Huelva, la ténacité et la lutte contre les affronts de l’histoire.

La province de Huelva, limitrophe du Portugal, est la plus occidentale de toute l’Andalousie. Ses habitants et ses pays sont un modèle de lutte et de dépassement face aux revers de l’histoire, comme nous le verrons plus loin. La ville de Huelva, capitale de la province homonyme, se situe dans une petite péninsule baignée et flanquée des deux côtés par les fleuves Tinto et Odiel. Les quelque 150.000 habitants onubenses (nom qui reçoivent ceux qui sont originaires de Huelva en raison de son ancienne dénomination Onuba) sont un échantillon représentatif du creuset de cultures qui forme la réalité andalouse à la suite du passage de tant de peuples et cultures.

En effet, les entrailles de ces terres, représentant l’une des zones de plus haute concentration de minéraux métalliques à l’échelle de la planète, ont été exploitées sans répit depuis presque 5.000 ans afin d’en extraire leur précieux trésor, d’où la couleur caractéristique des eaux du fleuve Tinto, plutôt propre au vin qu’à l’eau, qui donna lieu à son nom. Les habitants du peuple de Tartessos combinèrent la garde des troupeaux et l’agriculture avec le travail dans les mines et le grand commerce que celui-là générait, si bien qu’ils vécurent des époques de grande splendeur. En revanche, les Phéniciens sont parvenus à les ruiner en coupant leurs routes commerciales avec les peuples de la Méditerranée pour ensuite occuper leurs terres, en convoitant leurs ressources inépuisables. Quelques décennies plus tard, les Romains en firent autant, procurant ainsi à l’empire un filon métallurgique incessant.

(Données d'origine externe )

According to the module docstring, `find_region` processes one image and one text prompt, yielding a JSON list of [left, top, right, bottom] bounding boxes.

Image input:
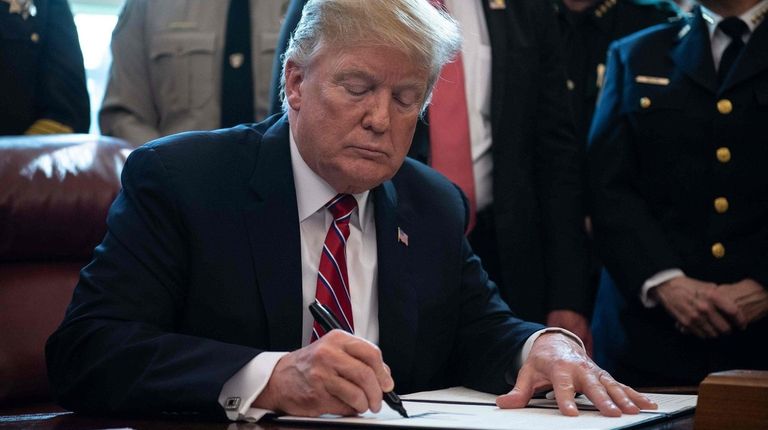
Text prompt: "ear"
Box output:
[[285, 60, 304, 111]]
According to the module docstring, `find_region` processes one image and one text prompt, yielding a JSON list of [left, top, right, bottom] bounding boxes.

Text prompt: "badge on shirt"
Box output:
[[635, 75, 669, 86], [488, 0, 507, 10], [0, 0, 37, 19]]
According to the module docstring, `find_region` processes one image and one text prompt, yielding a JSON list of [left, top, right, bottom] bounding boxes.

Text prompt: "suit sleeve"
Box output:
[[589, 45, 682, 300], [453, 239, 544, 394], [46, 148, 261, 418], [99, 0, 160, 145], [532, 2, 594, 315], [36, 0, 91, 133]]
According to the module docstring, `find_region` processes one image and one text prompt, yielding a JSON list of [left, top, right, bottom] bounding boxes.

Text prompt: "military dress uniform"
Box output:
[[0, 0, 90, 135], [99, 0, 287, 146], [589, 2, 768, 386], [555, 0, 679, 144]]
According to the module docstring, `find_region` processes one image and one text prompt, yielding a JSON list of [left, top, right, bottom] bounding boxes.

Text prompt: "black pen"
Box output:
[[309, 300, 408, 418]]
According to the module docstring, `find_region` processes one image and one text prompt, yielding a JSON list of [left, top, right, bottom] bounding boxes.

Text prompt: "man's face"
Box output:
[[285, 46, 428, 193]]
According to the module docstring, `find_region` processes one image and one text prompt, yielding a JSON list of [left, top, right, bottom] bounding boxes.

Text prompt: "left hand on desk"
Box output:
[[496, 333, 657, 417]]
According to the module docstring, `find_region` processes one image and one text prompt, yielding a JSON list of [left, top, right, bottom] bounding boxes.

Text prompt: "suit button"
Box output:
[[712, 242, 725, 258], [717, 147, 731, 163], [717, 99, 733, 115], [715, 197, 728, 214]]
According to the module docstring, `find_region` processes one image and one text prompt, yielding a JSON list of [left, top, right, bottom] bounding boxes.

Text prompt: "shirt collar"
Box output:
[[701, 0, 768, 39], [289, 130, 371, 232]]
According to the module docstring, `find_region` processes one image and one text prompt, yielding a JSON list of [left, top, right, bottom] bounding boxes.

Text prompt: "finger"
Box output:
[[314, 330, 384, 412], [709, 290, 749, 330], [696, 293, 731, 337], [325, 375, 374, 413], [344, 337, 395, 397], [552, 379, 579, 417], [496, 366, 536, 409], [580, 373, 622, 417], [618, 383, 659, 410], [599, 372, 650, 415], [709, 308, 732, 336]]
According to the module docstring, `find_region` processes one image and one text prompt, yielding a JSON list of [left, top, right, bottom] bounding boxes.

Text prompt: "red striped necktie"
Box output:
[[312, 194, 357, 342]]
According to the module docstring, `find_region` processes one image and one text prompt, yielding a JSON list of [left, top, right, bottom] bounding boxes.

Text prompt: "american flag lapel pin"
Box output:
[[397, 227, 408, 246]]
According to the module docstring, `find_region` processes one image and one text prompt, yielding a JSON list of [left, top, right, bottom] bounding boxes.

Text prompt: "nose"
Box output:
[[363, 91, 392, 133]]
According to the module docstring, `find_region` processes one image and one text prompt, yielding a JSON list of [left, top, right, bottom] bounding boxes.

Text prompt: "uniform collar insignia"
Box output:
[[594, 0, 618, 18]]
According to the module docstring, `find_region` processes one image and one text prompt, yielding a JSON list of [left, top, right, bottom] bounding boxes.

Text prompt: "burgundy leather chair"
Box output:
[[0, 134, 131, 410]]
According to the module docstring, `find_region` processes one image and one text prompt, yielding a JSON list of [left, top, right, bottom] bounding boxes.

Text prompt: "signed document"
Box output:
[[276, 387, 696, 430]]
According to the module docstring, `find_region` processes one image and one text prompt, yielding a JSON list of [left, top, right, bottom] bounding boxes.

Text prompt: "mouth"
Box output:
[[349, 146, 389, 159]]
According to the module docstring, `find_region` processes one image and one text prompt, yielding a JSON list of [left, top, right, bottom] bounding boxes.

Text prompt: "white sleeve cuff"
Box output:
[[640, 269, 685, 308], [517, 327, 587, 369], [219, 352, 288, 422]]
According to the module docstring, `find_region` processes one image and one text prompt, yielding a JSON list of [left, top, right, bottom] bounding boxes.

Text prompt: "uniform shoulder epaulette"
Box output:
[[625, 0, 682, 15]]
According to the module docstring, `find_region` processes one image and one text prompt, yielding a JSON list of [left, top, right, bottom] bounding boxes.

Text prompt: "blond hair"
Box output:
[[280, 0, 461, 111]]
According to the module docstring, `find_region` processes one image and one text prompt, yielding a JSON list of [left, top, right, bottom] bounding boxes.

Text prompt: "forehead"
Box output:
[[313, 45, 428, 86]]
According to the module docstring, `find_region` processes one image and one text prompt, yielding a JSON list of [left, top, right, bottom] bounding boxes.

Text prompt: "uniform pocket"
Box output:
[[150, 32, 216, 112]]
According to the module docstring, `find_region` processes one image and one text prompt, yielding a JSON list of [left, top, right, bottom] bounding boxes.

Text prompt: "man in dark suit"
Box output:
[[0, 0, 91, 135], [554, 0, 679, 145], [46, 0, 653, 420], [272, 0, 594, 348], [590, 0, 768, 385]]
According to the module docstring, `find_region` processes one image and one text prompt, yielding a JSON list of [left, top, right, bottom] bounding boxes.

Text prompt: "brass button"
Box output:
[[715, 197, 728, 214], [712, 242, 725, 258], [717, 99, 733, 115], [717, 147, 731, 163]]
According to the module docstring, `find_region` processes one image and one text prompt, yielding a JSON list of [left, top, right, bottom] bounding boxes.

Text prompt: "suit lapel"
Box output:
[[246, 116, 302, 351], [721, 19, 768, 92], [670, 8, 717, 93], [373, 181, 418, 381]]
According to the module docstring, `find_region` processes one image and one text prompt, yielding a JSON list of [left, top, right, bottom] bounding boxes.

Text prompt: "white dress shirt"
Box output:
[[445, 0, 493, 211], [218, 102, 584, 421], [640, 0, 768, 308], [701, 0, 768, 70]]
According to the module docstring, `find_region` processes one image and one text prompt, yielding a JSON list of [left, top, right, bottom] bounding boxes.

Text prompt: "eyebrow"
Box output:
[[333, 69, 427, 99]]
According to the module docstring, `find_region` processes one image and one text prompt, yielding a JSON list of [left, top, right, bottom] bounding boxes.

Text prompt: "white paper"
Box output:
[[277, 387, 696, 430]]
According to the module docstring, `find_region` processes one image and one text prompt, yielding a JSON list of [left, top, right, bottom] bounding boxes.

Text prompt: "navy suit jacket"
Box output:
[[272, 0, 594, 322], [589, 9, 768, 385], [46, 116, 541, 417]]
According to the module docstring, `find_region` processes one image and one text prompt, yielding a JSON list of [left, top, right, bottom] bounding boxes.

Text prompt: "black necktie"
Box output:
[[221, 0, 255, 127], [717, 16, 749, 85]]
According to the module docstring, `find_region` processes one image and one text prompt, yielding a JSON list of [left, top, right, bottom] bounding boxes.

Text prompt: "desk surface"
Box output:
[[0, 412, 693, 430]]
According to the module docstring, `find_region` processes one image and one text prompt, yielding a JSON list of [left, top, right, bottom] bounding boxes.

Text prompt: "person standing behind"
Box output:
[[589, 0, 768, 385], [554, 0, 678, 362], [272, 0, 593, 349], [554, 0, 679, 145], [0, 0, 91, 135], [99, 0, 287, 145]]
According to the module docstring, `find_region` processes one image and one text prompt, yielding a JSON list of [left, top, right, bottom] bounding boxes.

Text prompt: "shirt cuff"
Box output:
[[219, 352, 288, 422], [640, 269, 685, 308]]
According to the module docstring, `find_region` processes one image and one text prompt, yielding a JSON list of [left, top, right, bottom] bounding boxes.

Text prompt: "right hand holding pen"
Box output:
[[253, 330, 395, 417]]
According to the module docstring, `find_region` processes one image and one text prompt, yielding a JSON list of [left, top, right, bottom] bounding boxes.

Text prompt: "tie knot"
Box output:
[[718, 16, 749, 40], [325, 194, 357, 222]]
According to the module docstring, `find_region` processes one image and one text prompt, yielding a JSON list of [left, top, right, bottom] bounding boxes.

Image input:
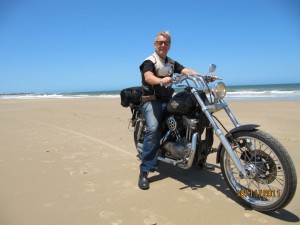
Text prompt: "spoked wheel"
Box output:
[[221, 130, 297, 212]]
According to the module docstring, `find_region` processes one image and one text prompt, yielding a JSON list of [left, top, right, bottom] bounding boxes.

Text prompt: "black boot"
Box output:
[[138, 172, 149, 190]]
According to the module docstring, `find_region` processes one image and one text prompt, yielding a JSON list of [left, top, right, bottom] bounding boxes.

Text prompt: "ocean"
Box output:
[[0, 83, 300, 101]]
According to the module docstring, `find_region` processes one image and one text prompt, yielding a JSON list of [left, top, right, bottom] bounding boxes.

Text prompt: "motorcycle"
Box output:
[[121, 64, 297, 212]]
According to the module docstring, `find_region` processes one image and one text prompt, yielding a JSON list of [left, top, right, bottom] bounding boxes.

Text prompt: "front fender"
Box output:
[[216, 124, 259, 163]]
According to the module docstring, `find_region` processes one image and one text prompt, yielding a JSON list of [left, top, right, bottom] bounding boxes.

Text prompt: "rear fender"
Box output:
[[216, 124, 259, 163]]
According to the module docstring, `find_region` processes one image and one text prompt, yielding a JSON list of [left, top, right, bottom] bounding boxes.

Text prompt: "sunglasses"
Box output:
[[155, 41, 171, 46]]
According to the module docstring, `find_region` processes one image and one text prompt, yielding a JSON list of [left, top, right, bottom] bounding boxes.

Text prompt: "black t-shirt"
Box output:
[[140, 58, 185, 102]]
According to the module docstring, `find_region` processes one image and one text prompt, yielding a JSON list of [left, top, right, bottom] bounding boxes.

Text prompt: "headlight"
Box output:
[[212, 82, 226, 99]]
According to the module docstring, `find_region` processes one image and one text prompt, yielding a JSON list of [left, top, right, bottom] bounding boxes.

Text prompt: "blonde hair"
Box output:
[[154, 31, 171, 43]]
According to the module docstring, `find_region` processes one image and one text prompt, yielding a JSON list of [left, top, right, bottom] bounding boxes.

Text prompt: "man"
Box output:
[[138, 31, 199, 190]]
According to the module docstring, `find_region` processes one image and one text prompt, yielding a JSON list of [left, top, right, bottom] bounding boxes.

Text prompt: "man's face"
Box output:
[[154, 35, 171, 58]]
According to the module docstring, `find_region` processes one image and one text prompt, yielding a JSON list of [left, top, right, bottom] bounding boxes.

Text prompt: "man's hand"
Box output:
[[161, 77, 174, 87]]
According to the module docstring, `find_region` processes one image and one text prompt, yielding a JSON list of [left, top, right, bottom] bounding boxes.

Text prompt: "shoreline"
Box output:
[[0, 98, 300, 225]]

Après bien des siècles de continuel déclin, Huelva revint au premier plan mondial lors de la découverte et la colonisation de l’Amérique. N’oublions pas que la toute première expédition de Christophe Colomb partit le 3 août 1492 précisément d’un port de la province de Huelva : celui de Palos de la Frontera. Les marins onubenses qui prirent la mer en cherchant une vie meilleure furent alors innombrables. Il n’est pas étonnant que les liens de fraternité entre Huelva e l’Amérique hispanique soient restés si proches jusqu’à présent. En fait, presque 70% des premiers colonisateurs étaient des Andalous, dont de nombreux citadins de Huelva, d’où le fait que l’espagnol parlé de nos jours en Amérique partage quasiment tous les traits avec les parlers d’Andalousie occidentale ! C’est si vrai que les Fiestas Colombinas, qui commémorent le premier départ de Colomb dont nous avons déjà parlé, restent à l’heure actuelle les fêtes prépondérantes et les plus populaires de la ville. C’est alors que les onubenses se soulagent de la chaleur de cette époque de l’année en préparant le « ponche colombino », c’est-à-dire, la boisson typique de la ville. Pour les passionnés de l’histoire, je recommande passer voir le Muelle de las Carabelas (quai des caravelles) pour contempler les répliques des trois navires découvreurs d’Amérique : les caravelles « Pinta » et « Niña », et la nef « Santa María ».
Néanmoins, au siècle suivant le malheur frappa les habitants de Huelva à plusieurs reprises : deux épidémies de peste, des attaques de pirates barbaresques, l’exile massif de la population vers l’Amérique et pour couronner le tout, les terribles dégâts occasionnés par le tremblement de terre de Lisbonne de 1755.
Plus tard, au XIXème siècle le gouvernement espagnol a permis la vente des mines de Riotinto aux Anglais, qui ont réussi à créer une grande prospérité et ont transformé la ville dans un petit territoire britannique. Ainsi, ça a été curieusement Huelva la ville qui a donné le jour au premier club de football espagnol, le Recreativo de Huelva, en 1889. La Casa Colón, l’un des bâtiments les plus emblématiques de toute la ville, c’est un échantillon de l’essor connu dans cette période.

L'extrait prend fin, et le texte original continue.